Endocrinology, doi:10.1210/en.2004-0560
Endocrinology Vol. 146, No. 1 280-286
Copyright © 2005 by The Endocrine Society
Stimulation of Luteinizing Hormone-Releasing Hormone (LHRH) Gene Expression in GT17 Cells by Its Metabolite, LHRH-(15)
T. J. Wu,
Shaila K. Mani,
Marc J. Glucksman and
James L. Roberts
Department of Obstetrics and Gynecology (T.J.W.), Uniformed Services University of the Health Sciences, Bethesda, Maryland 20814; Fishberg Research Center for Neurobiology (T.J.W., M.J.G., J.L.R.), Mount Sinai School of Medicine, New York, New York 10029; and Department of Molecular and Cellular Biology (S.K.M.), Baylor College of Medicine, Houston, Texas 77005
Address all correspondence and requests for reprints to: T. J. Wu, Department of Obstetrics and Gynecology, Room B2020, Uniformed Services University of the Health Sciences, 4301 Jones Bridge Road, Bethesda, Maryland 20814. E-mail: twu{at}usuhs.mil; or James L. Roberts, Department of Pharmacology, University of Texas Health Science Center, 7703 Floyd Curl Drive, MC6205, San Antonio, Texas 78229-3900. E-mail: robertsjl0{at}uthscsa.edu
Given the central role of the decapeptide LHRH in reproduction and reproductive behavior, it is important to focus on delineating the possible effects of this gene and its products in the regulation of hormone-dependent reproductive processes.

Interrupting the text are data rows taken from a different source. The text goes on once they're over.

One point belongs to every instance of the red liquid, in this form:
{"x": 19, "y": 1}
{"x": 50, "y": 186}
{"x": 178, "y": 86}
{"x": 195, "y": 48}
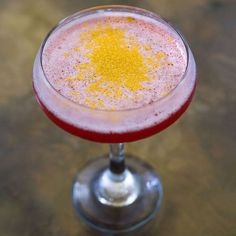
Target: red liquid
{"x": 116, "y": 137}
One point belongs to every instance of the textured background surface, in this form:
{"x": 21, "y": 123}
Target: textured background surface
{"x": 196, "y": 157}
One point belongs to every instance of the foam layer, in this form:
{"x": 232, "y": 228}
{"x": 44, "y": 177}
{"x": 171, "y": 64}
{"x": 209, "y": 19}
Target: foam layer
{"x": 114, "y": 61}
{"x": 60, "y": 57}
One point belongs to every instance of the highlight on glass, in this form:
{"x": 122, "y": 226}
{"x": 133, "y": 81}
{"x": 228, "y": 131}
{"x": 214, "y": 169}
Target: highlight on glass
{"x": 115, "y": 74}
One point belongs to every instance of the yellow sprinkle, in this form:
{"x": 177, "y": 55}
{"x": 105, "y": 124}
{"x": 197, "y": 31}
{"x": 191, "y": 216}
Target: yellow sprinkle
{"x": 66, "y": 54}
{"x": 165, "y": 93}
{"x": 160, "y": 55}
{"x": 130, "y": 19}
{"x": 69, "y": 78}
{"x": 77, "y": 49}
{"x": 74, "y": 92}
{"x": 170, "y": 39}
{"x": 169, "y": 86}
{"x": 147, "y": 47}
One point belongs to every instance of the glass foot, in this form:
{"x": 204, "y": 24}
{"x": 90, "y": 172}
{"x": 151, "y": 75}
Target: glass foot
{"x": 117, "y": 203}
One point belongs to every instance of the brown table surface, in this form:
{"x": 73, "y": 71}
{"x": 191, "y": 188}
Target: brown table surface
{"x": 195, "y": 157}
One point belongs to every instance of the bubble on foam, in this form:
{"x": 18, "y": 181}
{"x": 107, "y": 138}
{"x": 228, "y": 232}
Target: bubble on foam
{"x": 147, "y": 116}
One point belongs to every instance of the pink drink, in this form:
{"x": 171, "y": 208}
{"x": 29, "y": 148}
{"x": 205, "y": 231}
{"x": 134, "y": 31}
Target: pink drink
{"x": 114, "y": 76}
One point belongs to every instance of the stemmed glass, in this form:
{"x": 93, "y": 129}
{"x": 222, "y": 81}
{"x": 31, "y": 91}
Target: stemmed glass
{"x": 126, "y": 193}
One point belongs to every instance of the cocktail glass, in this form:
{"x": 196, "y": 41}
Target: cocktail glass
{"x": 126, "y": 193}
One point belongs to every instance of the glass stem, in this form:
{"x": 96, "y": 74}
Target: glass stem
{"x": 117, "y": 158}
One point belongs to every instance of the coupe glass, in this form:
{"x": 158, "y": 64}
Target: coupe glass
{"x": 115, "y": 193}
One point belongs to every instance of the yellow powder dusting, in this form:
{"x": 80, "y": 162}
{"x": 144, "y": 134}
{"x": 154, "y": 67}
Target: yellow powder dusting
{"x": 66, "y": 54}
{"x": 160, "y": 55}
{"x": 130, "y": 19}
{"x": 77, "y": 49}
{"x": 115, "y": 64}
{"x": 147, "y": 47}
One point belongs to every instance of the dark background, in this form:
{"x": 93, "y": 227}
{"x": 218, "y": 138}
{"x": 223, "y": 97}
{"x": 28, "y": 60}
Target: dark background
{"x": 195, "y": 157}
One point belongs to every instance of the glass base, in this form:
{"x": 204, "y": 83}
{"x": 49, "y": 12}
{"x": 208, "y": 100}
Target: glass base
{"x": 144, "y": 200}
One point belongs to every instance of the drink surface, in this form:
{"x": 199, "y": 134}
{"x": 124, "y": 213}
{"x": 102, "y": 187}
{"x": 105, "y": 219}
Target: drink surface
{"x": 114, "y": 74}
{"x": 114, "y": 61}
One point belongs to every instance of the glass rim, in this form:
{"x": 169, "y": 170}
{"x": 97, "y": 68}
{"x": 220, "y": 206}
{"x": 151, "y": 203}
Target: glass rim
{"x": 136, "y": 10}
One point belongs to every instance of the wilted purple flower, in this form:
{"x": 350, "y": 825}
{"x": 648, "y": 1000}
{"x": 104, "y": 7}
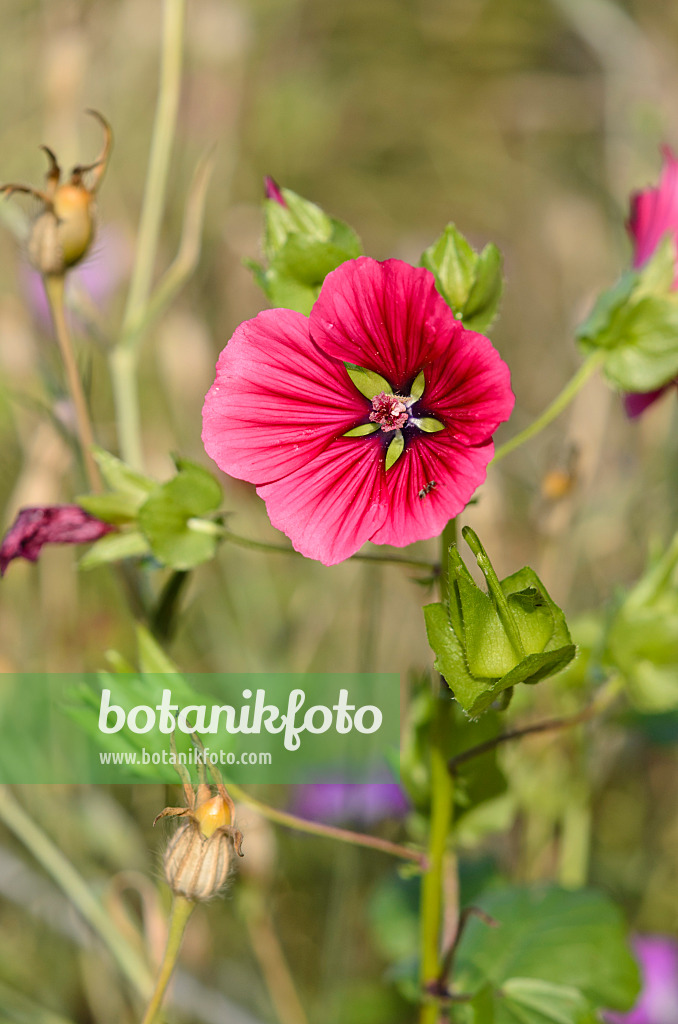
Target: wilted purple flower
{"x": 272, "y": 190}
{"x": 48, "y": 524}
{"x": 361, "y": 803}
{"x": 658, "y": 1004}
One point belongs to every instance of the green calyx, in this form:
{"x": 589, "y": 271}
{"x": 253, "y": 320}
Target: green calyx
{"x": 470, "y": 283}
{"x": 172, "y": 522}
{"x": 488, "y": 642}
{"x": 302, "y": 245}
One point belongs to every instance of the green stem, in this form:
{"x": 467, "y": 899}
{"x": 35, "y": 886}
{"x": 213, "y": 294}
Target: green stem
{"x": 328, "y": 832}
{"x": 66, "y": 877}
{"x": 282, "y": 549}
{"x": 442, "y": 792}
{"x": 124, "y": 357}
{"x": 181, "y": 910}
{"x": 558, "y": 404}
{"x": 54, "y": 288}
{"x": 442, "y": 796}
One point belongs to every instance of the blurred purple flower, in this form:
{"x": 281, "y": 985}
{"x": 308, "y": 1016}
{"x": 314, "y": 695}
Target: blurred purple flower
{"x": 48, "y": 524}
{"x": 653, "y": 215}
{"x": 272, "y": 190}
{"x": 361, "y": 803}
{"x": 95, "y": 281}
{"x": 658, "y": 1004}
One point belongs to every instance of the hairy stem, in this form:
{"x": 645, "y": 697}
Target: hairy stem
{"x": 181, "y": 910}
{"x": 328, "y": 832}
{"x": 435, "y": 883}
{"x": 124, "y": 357}
{"x": 605, "y": 697}
{"x": 54, "y": 288}
{"x": 558, "y": 404}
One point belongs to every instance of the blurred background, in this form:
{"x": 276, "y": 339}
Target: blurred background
{"x": 526, "y": 123}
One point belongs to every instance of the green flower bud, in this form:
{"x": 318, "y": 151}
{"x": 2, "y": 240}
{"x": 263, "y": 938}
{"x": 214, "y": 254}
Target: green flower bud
{"x": 470, "y": 283}
{"x": 485, "y": 643}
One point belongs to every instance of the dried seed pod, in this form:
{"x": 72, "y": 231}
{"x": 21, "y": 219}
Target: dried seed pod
{"x": 198, "y": 857}
{"x": 197, "y": 866}
{"x": 62, "y": 231}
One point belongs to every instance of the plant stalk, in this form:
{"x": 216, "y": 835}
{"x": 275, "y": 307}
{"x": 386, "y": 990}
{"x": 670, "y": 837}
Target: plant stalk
{"x": 558, "y": 404}
{"x": 181, "y": 910}
{"x": 54, "y": 286}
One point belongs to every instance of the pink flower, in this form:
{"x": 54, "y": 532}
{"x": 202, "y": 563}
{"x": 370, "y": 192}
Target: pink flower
{"x": 283, "y": 402}
{"x": 653, "y": 215}
{"x": 48, "y": 524}
{"x": 658, "y": 1004}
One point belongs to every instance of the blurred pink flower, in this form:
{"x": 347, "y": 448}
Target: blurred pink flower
{"x": 48, "y": 524}
{"x": 658, "y": 1004}
{"x": 364, "y": 803}
{"x": 96, "y": 279}
{"x": 283, "y": 402}
{"x": 653, "y": 214}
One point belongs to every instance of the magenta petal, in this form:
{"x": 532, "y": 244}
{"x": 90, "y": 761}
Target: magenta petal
{"x": 278, "y": 400}
{"x": 49, "y": 524}
{"x": 637, "y": 401}
{"x": 654, "y": 212}
{"x": 456, "y": 471}
{"x": 384, "y": 316}
{"x": 332, "y": 506}
{"x": 470, "y": 390}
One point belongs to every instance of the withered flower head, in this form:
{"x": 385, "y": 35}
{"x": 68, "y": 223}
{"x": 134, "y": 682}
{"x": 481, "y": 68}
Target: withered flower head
{"x": 198, "y": 858}
{"x": 64, "y": 229}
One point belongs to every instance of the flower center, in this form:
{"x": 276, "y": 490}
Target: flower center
{"x": 389, "y": 412}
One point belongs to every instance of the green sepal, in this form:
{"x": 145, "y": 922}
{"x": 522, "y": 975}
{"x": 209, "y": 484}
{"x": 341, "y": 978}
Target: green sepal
{"x": 635, "y": 323}
{"x": 115, "y": 547}
{"x": 165, "y": 517}
{"x": 488, "y": 642}
{"x": 363, "y": 430}
{"x": 394, "y": 450}
{"x": 368, "y": 382}
{"x": 302, "y": 245}
{"x": 470, "y": 283}
{"x": 429, "y": 424}
{"x": 418, "y": 386}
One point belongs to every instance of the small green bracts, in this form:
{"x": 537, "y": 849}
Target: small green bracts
{"x": 484, "y": 643}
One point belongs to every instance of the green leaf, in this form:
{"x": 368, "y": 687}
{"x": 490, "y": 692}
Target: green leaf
{"x": 115, "y": 547}
{"x": 528, "y": 1000}
{"x": 368, "y": 382}
{"x": 395, "y": 450}
{"x": 453, "y": 262}
{"x": 167, "y": 517}
{"x": 151, "y": 654}
{"x": 551, "y": 935}
{"x": 119, "y": 476}
{"x": 429, "y": 424}
{"x": 482, "y": 303}
{"x": 286, "y": 293}
{"x": 116, "y": 507}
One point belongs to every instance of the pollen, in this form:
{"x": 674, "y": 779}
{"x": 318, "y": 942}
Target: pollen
{"x": 389, "y": 412}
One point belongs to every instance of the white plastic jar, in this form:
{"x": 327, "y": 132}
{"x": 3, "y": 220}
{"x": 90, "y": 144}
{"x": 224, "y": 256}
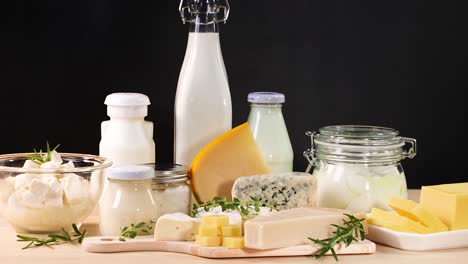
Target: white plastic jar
{"x": 269, "y": 130}
{"x": 171, "y": 189}
{"x": 358, "y": 167}
{"x": 128, "y": 199}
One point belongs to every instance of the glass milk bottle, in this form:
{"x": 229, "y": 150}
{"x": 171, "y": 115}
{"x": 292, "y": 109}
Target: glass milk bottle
{"x": 203, "y": 108}
{"x": 269, "y": 130}
{"x": 127, "y": 138}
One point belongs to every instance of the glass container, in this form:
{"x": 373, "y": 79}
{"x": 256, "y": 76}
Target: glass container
{"x": 358, "y": 167}
{"x": 43, "y": 200}
{"x": 171, "y": 189}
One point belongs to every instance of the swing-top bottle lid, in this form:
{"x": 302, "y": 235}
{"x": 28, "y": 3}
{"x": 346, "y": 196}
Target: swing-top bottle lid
{"x": 266, "y": 98}
{"x": 204, "y": 12}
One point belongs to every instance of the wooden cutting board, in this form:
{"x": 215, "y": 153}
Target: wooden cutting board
{"x": 112, "y": 244}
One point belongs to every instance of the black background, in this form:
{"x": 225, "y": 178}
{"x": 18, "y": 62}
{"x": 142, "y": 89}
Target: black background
{"x": 400, "y": 64}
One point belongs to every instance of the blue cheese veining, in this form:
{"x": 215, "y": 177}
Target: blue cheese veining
{"x": 282, "y": 190}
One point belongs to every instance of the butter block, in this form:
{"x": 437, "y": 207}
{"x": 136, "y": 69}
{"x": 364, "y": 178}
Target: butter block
{"x": 293, "y": 227}
{"x": 416, "y": 212}
{"x": 209, "y": 230}
{"x": 176, "y": 227}
{"x": 231, "y": 231}
{"x": 282, "y": 190}
{"x": 233, "y": 242}
{"x": 208, "y": 241}
{"x": 216, "y": 220}
{"x": 449, "y": 202}
{"x": 390, "y": 220}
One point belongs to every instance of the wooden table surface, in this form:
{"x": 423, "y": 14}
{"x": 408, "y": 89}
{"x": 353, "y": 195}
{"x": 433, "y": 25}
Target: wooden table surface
{"x": 11, "y": 252}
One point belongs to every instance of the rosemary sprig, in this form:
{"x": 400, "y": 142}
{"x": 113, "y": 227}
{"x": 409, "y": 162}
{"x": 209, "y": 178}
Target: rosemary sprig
{"x": 241, "y": 206}
{"x": 53, "y": 239}
{"x": 351, "y": 230}
{"x": 39, "y": 157}
{"x": 134, "y": 229}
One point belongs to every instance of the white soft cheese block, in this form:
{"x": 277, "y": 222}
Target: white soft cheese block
{"x": 292, "y": 227}
{"x": 282, "y": 190}
{"x": 176, "y": 227}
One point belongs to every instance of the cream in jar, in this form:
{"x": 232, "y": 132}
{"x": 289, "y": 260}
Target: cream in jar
{"x": 128, "y": 199}
{"x": 171, "y": 190}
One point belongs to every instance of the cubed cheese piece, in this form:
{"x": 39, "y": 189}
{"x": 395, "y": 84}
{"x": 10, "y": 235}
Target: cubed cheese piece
{"x": 209, "y": 230}
{"x": 292, "y": 227}
{"x": 231, "y": 231}
{"x": 416, "y": 212}
{"x": 221, "y": 162}
{"x": 216, "y": 220}
{"x": 449, "y": 202}
{"x": 390, "y": 220}
{"x": 234, "y": 216}
{"x": 233, "y": 242}
{"x": 176, "y": 227}
{"x": 208, "y": 241}
{"x": 282, "y": 190}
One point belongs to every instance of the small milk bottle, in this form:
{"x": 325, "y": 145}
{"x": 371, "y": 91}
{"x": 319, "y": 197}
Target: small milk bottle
{"x": 269, "y": 130}
{"x": 127, "y": 138}
{"x": 203, "y": 108}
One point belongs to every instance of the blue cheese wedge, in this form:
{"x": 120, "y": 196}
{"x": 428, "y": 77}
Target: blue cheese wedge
{"x": 282, "y": 190}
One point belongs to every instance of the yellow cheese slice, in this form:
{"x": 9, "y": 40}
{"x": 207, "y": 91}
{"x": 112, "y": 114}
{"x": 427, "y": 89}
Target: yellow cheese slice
{"x": 449, "y": 202}
{"x": 208, "y": 241}
{"x": 215, "y": 220}
{"x": 233, "y": 242}
{"x": 221, "y": 162}
{"x": 208, "y": 230}
{"x": 231, "y": 231}
{"x": 416, "y": 212}
{"x": 390, "y": 220}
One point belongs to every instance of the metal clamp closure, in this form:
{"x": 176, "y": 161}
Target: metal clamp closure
{"x": 411, "y": 152}
{"x": 310, "y": 154}
{"x": 188, "y": 10}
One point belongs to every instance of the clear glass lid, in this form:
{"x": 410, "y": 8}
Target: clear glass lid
{"x": 359, "y": 144}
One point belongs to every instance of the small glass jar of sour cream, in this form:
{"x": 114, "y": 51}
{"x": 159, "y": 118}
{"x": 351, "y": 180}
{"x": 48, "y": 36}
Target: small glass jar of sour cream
{"x": 171, "y": 190}
{"x": 128, "y": 199}
{"x": 358, "y": 167}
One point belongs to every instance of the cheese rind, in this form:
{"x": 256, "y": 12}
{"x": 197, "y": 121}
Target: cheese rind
{"x": 221, "y": 162}
{"x": 176, "y": 227}
{"x": 449, "y": 202}
{"x": 390, "y": 220}
{"x": 282, "y": 190}
{"x": 292, "y": 227}
{"x": 416, "y": 212}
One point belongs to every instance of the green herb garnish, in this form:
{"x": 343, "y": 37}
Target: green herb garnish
{"x": 351, "y": 230}
{"x": 40, "y": 157}
{"x": 133, "y": 230}
{"x": 53, "y": 239}
{"x": 241, "y": 206}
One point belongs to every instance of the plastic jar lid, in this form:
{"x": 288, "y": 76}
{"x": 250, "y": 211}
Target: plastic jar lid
{"x": 131, "y": 173}
{"x": 127, "y": 105}
{"x": 266, "y": 98}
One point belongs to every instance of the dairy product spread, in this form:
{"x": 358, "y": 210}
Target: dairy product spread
{"x": 47, "y": 201}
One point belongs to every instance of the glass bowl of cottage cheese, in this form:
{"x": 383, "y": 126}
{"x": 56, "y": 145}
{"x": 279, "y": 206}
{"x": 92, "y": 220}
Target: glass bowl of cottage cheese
{"x": 41, "y": 193}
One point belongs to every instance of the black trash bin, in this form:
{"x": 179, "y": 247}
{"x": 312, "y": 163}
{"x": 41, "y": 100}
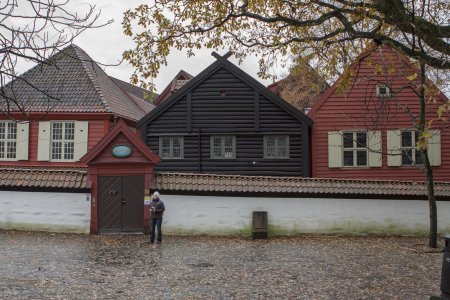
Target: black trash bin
{"x": 445, "y": 275}
{"x": 259, "y": 225}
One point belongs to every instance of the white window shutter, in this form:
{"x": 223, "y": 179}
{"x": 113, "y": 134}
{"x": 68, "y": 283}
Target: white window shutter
{"x": 374, "y": 139}
{"x": 434, "y": 147}
{"x": 44, "y": 141}
{"x": 22, "y": 141}
{"x": 334, "y": 149}
{"x": 394, "y": 150}
{"x": 81, "y": 139}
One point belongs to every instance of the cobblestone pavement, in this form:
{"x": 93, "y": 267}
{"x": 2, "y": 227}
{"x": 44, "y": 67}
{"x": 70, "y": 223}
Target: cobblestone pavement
{"x": 63, "y": 266}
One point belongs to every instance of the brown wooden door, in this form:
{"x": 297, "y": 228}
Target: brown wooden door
{"x": 121, "y": 204}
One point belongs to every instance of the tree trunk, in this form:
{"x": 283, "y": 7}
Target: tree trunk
{"x": 432, "y": 237}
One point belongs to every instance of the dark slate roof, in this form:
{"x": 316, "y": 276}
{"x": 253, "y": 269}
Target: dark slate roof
{"x": 295, "y": 186}
{"x": 71, "y": 81}
{"x": 43, "y": 177}
{"x": 222, "y": 62}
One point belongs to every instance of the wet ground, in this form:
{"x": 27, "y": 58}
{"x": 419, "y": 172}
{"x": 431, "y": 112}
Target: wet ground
{"x": 62, "y": 266}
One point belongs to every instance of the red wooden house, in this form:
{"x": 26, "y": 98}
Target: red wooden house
{"x": 365, "y": 124}
{"x": 53, "y": 115}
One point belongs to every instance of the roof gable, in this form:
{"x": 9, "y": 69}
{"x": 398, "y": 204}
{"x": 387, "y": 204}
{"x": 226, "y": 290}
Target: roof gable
{"x": 376, "y": 53}
{"x": 121, "y": 128}
{"x": 222, "y": 62}
{"x": 70, "y": 81}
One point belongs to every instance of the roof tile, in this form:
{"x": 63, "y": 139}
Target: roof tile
{"x": 194, "y": 182}
{"x": 43, "y": 177}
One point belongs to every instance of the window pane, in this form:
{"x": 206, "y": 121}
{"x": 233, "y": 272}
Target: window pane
{"x": 176, "y": 147}
{"x": 270, "y": 147}
{"x": 56, "y": 150}
{"x": 217, "y": 147}
{"x": 68, "y": 150}
{"x": 361, "y": 139}
{"x": 361, "y": 158}
{"x": 165, "y": 151}
{"x": 406, "y": 139}
{"x": 2, "y": 149}
{"x": 12, "y": 130}
{"x": 2, "y": 130}
{"x": 348, "y": 158}
{"x": 228, "y": 147}
{"x": 418, "y": 158}
{"x": 348, "y": 140}
{"x": 69, "y": 131}
{"x": 407, "y": 157}
{"x": 57, "y": 131}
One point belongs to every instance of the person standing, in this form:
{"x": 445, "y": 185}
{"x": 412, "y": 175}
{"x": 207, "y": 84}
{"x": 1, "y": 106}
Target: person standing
{"x": 156, "y": 213}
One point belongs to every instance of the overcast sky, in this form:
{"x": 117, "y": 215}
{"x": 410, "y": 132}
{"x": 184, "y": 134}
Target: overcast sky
{"x": 107, "y": 44}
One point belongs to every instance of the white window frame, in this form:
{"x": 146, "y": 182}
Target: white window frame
{"x": 66, "y": 143}
{"x": 7, "y": 142}
{"x": 277, "y": 146}
{"x": 222, "y": 147}
{"x": 383, "y": 86}
{"x": 171, "y": 147}
{"x": 355, "y": 149}
{"x": 412, "y": 148}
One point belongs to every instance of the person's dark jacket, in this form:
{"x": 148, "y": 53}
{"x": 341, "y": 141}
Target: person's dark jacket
{"x": 159, "y": 209}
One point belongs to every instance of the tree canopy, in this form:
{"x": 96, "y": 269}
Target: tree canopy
{"x": 329, "y": 33}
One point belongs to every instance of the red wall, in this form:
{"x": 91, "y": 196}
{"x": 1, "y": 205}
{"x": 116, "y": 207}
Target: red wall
{"x": 355, "y": 109}
{"x": 99, "y": 125}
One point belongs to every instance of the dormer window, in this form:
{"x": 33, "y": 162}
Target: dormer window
{"x": 383, "y": 90}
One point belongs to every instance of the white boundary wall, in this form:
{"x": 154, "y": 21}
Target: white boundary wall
{"x": 59, "y": 212}
{"x": 233, "y": 215}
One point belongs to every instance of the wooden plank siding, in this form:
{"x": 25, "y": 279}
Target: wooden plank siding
{"x": 357, "y": 108}
{"x": 225, "y": 102}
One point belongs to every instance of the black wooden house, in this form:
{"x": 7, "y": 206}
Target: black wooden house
{"x": 224, "y": 121}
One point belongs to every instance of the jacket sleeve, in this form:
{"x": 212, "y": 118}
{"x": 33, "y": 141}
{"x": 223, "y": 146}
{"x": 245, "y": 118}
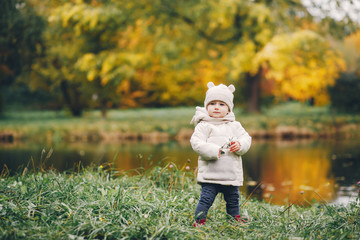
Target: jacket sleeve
{"x": 243, "y": 137}
{"x": 207, "y": 151}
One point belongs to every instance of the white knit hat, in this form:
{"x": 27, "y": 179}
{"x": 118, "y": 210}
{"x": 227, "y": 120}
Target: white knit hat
{"x": 220, "y": 93}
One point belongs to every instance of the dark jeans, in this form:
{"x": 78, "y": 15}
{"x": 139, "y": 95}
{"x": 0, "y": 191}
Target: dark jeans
{"x": 207, "y": 197}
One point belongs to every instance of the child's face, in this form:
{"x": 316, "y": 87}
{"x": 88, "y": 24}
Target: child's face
{"x": 217, "y": 109}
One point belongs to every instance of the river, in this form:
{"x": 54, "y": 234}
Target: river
{"x": 278, "y": 172}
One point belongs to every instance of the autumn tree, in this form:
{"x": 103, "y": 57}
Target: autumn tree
{"x": 20, "y": 37}
{"x": 243, "y": 29}
{"x": 345, "y": 93}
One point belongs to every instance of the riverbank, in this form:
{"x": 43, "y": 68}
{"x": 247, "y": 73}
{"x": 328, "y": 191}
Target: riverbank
{"x": 288, "y": 121}
{"x": 96, "y": 203}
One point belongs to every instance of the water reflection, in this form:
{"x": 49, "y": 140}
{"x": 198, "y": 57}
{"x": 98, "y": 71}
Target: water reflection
{"x": 278, "y": 172}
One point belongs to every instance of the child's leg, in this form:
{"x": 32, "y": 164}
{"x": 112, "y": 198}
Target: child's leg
{"x": 207, "y": 197}
{"x": 231, "y": 196}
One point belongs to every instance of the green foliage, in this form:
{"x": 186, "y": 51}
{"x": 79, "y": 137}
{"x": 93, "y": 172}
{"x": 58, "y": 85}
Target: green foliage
{"x": 345, "y": 93}
{"x": 110, "y": 54}
{"x": 20, "y": 38}
{"x": 95, "y": 203}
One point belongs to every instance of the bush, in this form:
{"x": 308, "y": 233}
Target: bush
{"x": 344, "y": 95}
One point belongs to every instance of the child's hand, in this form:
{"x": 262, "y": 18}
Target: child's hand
{"x": 235, "y": 146}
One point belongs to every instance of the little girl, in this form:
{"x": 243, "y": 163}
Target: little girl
{"x": 220, "y": 141}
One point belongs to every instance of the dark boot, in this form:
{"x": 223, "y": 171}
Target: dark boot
{"x": 199, "y": 222}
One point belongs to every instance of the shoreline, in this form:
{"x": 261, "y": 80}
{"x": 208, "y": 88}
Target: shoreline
{"x": 283, "y": 133}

In the female, ovulation is preceded by a marked increase in LHRH release; the increase in LHRH release culminates in a preovulatory LH surge, which coincides with a period of sexual receptivity. In contrast to the belief that the proteolytic metabolism of LHRH serves only as a degradative process that removes excess LHRH and attenuates signal transduction through the LHRH receptor, we hypothesized that a metabolite of the decapeptide, LHRH-(15), can directly regulate LHRH neuronal function. This study demonstrates the ability of LHRH-(15) peptide to regulate LHRH gene expression in the LHRH neuronal cell line, the GT17 cell. The results show that LHRH-(15) stimulated LHRH gene expression at the posttranscriptional level. In contrast to the LHRH suppression of its own gene expression, the coadministration of LHRH with the metalloendopeptidase, EC 3.4.24.15, an endopeptidase known to cleave LHRH to form LHRH15, shows a reversal of effect, a stimulation of LHRH gene expression. Finally, the effect of LHRH-(15) on LHRH gene expression appears to be mediated by the calcium/calmodulin-dependent protein kinase. The present study supports the hypothesis that the physiological metabolite of LHRH, LHRH-(15), is functionally capable of regulating the reproductive neuroendocrine system.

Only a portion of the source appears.